2012年3月には完全否認のまま不起訴処分となり、嫌疑が晴れた。(3)(4)(v)

しかし、逮捕の第一報を流した各紙はいずれも、大沢氏が不起訴になったことを報じなかった。

 

2.大沢氏は警察署幹部から直接謝罪を受けた

 

大沢氏は、2012年5月、警視庁野方警察署の署長ら幹部から直接謝罪があったことを明らかにした。(5)(vi)

しかし、逮捕の第一報を流した各紙はいずれも、大沢氏が警察幹部の謝罪を受けたと発表したことを報じなかった。

▼産経新聞のニュースサイトに掲載されたままの逮捕第一報(2012年5月26日現在)。見出しには、大沢氏が完全否認し、潔白を主張していることへの言及はなかった。同年7月20日までに削除されたことが確認された。

MSN産経

 


notes

(i) 大沢伸一氏逮捕の第一報は、読売新聞2011年12月29日朝刊(社会面、1段)「音楽プロデューサー準強姦に容疑で逮捕」。スポーツ各紙(いずれも12月30日付)はセンセーショナルな見出しを付けている。スポーツニッポン「“枕営業”強要? 今月14日逮捕も完全否認 処分保留 4日後釈放 音楽プロデューサー・大沢伸一 準強姦」、日刊スポーツ「安室プロデューサーSEX接待強要か」、サンケイスポーツ「部下の女性に枕営業させた疑いで逮捕」。

(ii) 2012年7月20日までに、ニュースサイト「MSN産経ニュース」から削除されたことが確認された。

(iii) 読売新聞の第一報では、大沢氏が否認していることや処分保留で釈放となっている事実は言及されていなかったが、翌日12月30日付朝刊の続報で、それらの事実を報じた(ただし、非常に小さな扱い)。なお、読売新聞データベースの第一報の見出しには「続報注意」との表示が付加され、ニュースサイトの記事も削除されている。
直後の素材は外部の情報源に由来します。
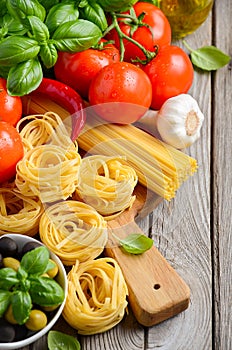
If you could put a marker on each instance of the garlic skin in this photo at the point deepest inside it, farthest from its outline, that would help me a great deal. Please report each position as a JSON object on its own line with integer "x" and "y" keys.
{"x": 179, "y": 121}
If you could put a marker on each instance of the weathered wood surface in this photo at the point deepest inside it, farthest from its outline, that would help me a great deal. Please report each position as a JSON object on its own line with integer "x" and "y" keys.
{"x": 193, "y": 231}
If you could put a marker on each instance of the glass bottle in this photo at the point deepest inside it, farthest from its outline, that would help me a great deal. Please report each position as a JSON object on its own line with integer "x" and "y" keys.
{"x": 185, "y": 16}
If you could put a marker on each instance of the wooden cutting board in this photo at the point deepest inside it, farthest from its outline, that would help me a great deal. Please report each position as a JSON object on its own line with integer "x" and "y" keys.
{"x": 156, "y": 291}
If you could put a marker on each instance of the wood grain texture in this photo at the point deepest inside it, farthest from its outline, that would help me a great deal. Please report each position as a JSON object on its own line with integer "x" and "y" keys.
{"x": 181, "y": 231}
{"x": 193, "y": 231}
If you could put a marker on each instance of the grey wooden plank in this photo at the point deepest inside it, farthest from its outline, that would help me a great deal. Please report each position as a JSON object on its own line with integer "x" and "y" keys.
{"x": 181, "y": 231}
{"x": 222, "y": 184}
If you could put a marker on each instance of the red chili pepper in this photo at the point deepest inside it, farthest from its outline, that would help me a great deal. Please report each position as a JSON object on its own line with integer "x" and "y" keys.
{"x": 67, "y": 98}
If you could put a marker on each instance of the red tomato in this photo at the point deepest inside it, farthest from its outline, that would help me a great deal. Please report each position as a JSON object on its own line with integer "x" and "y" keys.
{"x": 155, "y": 32}
{"x": 10, "y": 106}
{"x": 122, "y": 93}
{"x": 171, "y": 73}
{"x": 11, "y": 150}
{"x": 78, "y": 69}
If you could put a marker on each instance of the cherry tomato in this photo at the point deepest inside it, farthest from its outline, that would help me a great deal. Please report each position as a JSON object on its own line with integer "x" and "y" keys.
{"x": 10, "y": 106}
{"x": 125, "y": 84}
{"x": 11, "y": 150}
{"x": 171, "y": 73}
{"x": 156, "y": 31}
{"x": 78, "y": 69}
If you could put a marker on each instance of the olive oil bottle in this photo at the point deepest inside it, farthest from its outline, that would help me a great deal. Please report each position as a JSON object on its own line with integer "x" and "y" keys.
{"x": 185, "y": 16}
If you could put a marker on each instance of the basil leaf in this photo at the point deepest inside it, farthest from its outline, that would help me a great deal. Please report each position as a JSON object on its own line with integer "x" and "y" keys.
{"x": 13, "y": 26}
{"x": 47, "y": 4}
{"x": 3, "y": 8}
{"x": 48, "y": 54}
{"x": 76, "y": 36}
{"x": 39, "y": 29}
{"x": 20, "y": 9}
{"x": 21, "y": 273}
{"x": 59, "y": 341}
{"x": 136, "y": 243}
{"x": 94, "y": 13}
{"x": 8, "y": 278}
{"x": 45, "y": 291}
{"x": 16, "y": 49}
{"x": 209, "y": 58}
{"x": 59, "y": 14}
{"x": 35, "y": 261}
{"x": 116, "y": 5}
{"x": 5, "y": 299}
{"x": 4, "y": 71}
{"x": 51, "y": 264}
{"x": 24, "y": 78}
{"x": 21, "y": 306}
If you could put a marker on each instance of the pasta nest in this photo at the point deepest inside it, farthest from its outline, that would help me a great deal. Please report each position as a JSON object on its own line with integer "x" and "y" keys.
{"x": 107, "y": 184}
{"x": 41, "y": 129}
{"x": 49, "y": 172}
{"x": 19, "y": 214}
{"x": 73, "y": 230}
{"x": 97, "y": 295}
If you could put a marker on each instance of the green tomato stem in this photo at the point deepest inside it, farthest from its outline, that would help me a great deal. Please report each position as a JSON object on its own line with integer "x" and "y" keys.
{"x": 149, "y": 54}
{"x": 187, "y": 46}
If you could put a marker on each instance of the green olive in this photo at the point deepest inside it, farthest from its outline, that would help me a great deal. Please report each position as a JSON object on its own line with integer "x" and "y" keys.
{"x": 11, "y": 262}
{"x": 9, "y": 315}
{"x": 7, "y": 331}
{"x": 53, "y": 272}
{"x": 37, "y": 320}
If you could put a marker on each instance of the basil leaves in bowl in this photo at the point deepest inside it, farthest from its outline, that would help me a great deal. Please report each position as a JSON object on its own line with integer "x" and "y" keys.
{"x": 33, "y": 286}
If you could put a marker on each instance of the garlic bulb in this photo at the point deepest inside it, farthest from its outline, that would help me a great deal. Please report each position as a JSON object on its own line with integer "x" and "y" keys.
{"x": 179, "y": 121}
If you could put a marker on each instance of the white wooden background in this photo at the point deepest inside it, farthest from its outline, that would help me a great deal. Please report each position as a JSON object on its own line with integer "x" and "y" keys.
{"x": 193, "y": 232}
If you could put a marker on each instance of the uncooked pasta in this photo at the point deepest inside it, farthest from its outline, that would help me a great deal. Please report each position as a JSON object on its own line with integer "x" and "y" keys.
{"x": 97, "y": 296}
{"x": 107, "y": 184}
{"x": 73, "y": 230}
{"x": 19, "y": 214}
{"x": 40, "y": 129}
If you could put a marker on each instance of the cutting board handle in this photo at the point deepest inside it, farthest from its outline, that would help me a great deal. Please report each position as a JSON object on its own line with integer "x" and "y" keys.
{"x": 156, "y": 291}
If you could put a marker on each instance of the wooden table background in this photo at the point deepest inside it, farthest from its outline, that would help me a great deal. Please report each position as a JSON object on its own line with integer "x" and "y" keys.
{"x": 193, "y": 231}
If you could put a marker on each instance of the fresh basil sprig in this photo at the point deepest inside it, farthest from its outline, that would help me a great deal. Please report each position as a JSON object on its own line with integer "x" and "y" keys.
{"x": 26, "y": 287}
{"x": 32, "y": 34}
{"x": 135, "y": 243}
{"x": 76, "y": 36}
{"x": 20, "y": 9}
{"x": 208, "y": 58}
{"x": 116, "y": 5}
{"x": 59, "y": 14}
{"x": 58, "y": 340}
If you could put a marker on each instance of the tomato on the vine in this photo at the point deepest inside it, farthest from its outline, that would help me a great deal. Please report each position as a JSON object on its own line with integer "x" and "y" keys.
{"x": 11, "y": 150}
{"x": 171, "y": 73}
{"x": 78, "y": 69}
{"x": 10, "y": 106}
{"x": 151, "y": 31}
{"x": 121, "y": 93}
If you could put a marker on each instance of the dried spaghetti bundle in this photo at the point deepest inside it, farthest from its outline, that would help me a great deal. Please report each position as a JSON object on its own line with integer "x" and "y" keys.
{"x": 96, "y": 296}
{"x": 19, "y": 214}
{"x": 73, "y": 230}
{"x": 107, "y": 184}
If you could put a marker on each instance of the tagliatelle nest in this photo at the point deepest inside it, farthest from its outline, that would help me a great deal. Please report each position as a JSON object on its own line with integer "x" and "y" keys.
{"x": 107, "y": 184}
{"x": 74, "y": 231}
{"x": 97, "y": 295}
{"x": 19, "y": 214}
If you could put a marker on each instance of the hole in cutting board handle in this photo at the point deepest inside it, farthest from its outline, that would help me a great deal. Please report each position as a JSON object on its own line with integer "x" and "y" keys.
{"x": 157, "y": 286}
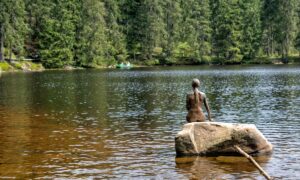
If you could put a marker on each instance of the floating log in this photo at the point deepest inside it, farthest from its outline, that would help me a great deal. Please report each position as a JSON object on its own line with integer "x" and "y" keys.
{"x": 250, "y": 158}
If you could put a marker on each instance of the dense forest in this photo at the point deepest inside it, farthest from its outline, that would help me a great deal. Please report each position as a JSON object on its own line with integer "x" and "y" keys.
{"x": 88, "y": 33}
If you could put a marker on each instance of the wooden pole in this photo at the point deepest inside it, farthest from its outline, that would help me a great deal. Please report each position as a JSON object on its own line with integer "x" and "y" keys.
{"x": 250, "y": 158}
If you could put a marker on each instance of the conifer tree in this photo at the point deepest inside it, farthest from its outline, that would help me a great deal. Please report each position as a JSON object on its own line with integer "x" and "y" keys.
{"x": 57, "y": 33}
{"x": 91, "y": 46}
{"x": 251, "y": 28}
{"x": 286, "y": 26}
{"x": 116, "y": 39}
{"x": 13, "y": 28}
{"x": 227, "y": 31}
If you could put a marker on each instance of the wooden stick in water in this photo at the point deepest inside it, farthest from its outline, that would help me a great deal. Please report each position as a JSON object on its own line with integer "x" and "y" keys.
{"x": 250, "y": 158}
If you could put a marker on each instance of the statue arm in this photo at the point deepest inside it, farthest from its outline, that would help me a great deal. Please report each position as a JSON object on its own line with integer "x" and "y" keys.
{"x": 207, "y": 107}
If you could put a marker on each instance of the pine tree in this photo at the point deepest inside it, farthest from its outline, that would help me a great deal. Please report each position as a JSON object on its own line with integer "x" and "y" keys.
{"x": 227, "y": 21}
{"x": 145, "y": 28}
{"x": 13, "y": 28}
{"x": 116, "y": 39}
{"x": 172, "y": 19}
{"x": 91, "y": 43}
{"x": 56, "y": 37}
{"x": 286, "y": 26}
{"x": 269, "y": 18}
{"x": 251, "y": 28}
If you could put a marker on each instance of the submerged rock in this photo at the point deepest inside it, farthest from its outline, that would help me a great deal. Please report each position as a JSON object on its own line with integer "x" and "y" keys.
{"x": 215, "y": 138}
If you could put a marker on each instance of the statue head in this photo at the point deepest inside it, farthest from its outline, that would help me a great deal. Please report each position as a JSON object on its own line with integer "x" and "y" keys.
{"x": 195, "y": 83}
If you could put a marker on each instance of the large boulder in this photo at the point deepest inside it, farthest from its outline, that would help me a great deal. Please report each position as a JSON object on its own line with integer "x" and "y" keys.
{"x": 215, "y": 138}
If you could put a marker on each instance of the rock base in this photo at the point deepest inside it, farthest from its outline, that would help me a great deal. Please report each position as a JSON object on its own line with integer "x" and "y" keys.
{"x": 215, "y": 138}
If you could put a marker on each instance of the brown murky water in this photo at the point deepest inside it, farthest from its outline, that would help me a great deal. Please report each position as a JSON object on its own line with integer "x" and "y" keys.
{"x": 120, "y": 124}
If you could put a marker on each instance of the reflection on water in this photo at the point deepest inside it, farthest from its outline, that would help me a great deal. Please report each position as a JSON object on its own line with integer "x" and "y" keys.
{"x": 122, "y": 124}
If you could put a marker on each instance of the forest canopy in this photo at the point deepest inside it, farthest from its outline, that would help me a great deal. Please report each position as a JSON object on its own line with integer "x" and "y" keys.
{"x": 90, "y": 33}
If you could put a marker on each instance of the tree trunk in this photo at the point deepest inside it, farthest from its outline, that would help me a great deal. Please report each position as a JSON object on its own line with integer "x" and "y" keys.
{"x": 2, "y": 43}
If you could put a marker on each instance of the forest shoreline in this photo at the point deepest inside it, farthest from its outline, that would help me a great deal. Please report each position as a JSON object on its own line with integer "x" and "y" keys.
{"x": 29, "y": 66}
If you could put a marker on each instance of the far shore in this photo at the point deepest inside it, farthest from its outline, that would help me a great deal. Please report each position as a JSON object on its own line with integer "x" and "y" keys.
{"x": 30, "y": 66}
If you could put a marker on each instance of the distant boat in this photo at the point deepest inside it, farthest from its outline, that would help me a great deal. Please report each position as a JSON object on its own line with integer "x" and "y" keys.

(iv) 12月30日付朝刊で第一報を報じた産経新聞やスポーツ各紙は、既に処分保留で釈放されている上に完全否認し「100%無実」と訴えていること(それゆえ無実の可能性も十分高いこと)が判明しているにもかかわらず、逮捕を実名報道したことに留意。

(v) 不起訴処分には「嫌疑なし」「嫌疑不十分」「起訴猶予」などがあり、いずれかは明らかとなっていないが、完全に否認していて不起訴となる場合は、無実であることが明白である「嫌疑なし」か、犯罪の証明ができない「嫌疑不十分」のいずれかと考えられる。不起訴理由が「嫌疑なし」であれ「嫌疑不十分」であれ、嫌疑が晴れたことに変わりはない。

(vi) エイベックス・マネジメント株式会社は、この件については熟慮の上、大沢氏のブログのとおり発表しており、現時点ではこれ以上具体的なことは発表できない、としている。野方警察署もノーコメントとしている。大沢氏の嫌疑は晴れたが、事件の捜査が完結していないため、コメントを控えている可能性がある。

source

(1) 大沢伸一氏のブログ「報道されている件について。」2011年12月29日

(2) エイベックス・マネジメント株式会社「所属アーティストの逮捕について」2011年12月29日

(3) 大沢伸一氏のブログ「不起訴裁定の報告」2012年3月8日

(4) エイベックス・マネジメント株式会社「当社所属アーティスト大沢伸一-不起訴について」2012年3月8日

(5) 大沢伸一氏のブログ「報告。」2012年5月21日

<初掲載>
2012/5/27 12:00

<加筆>
2012/7/20 21:40
※注釈(ii)を加筆しました。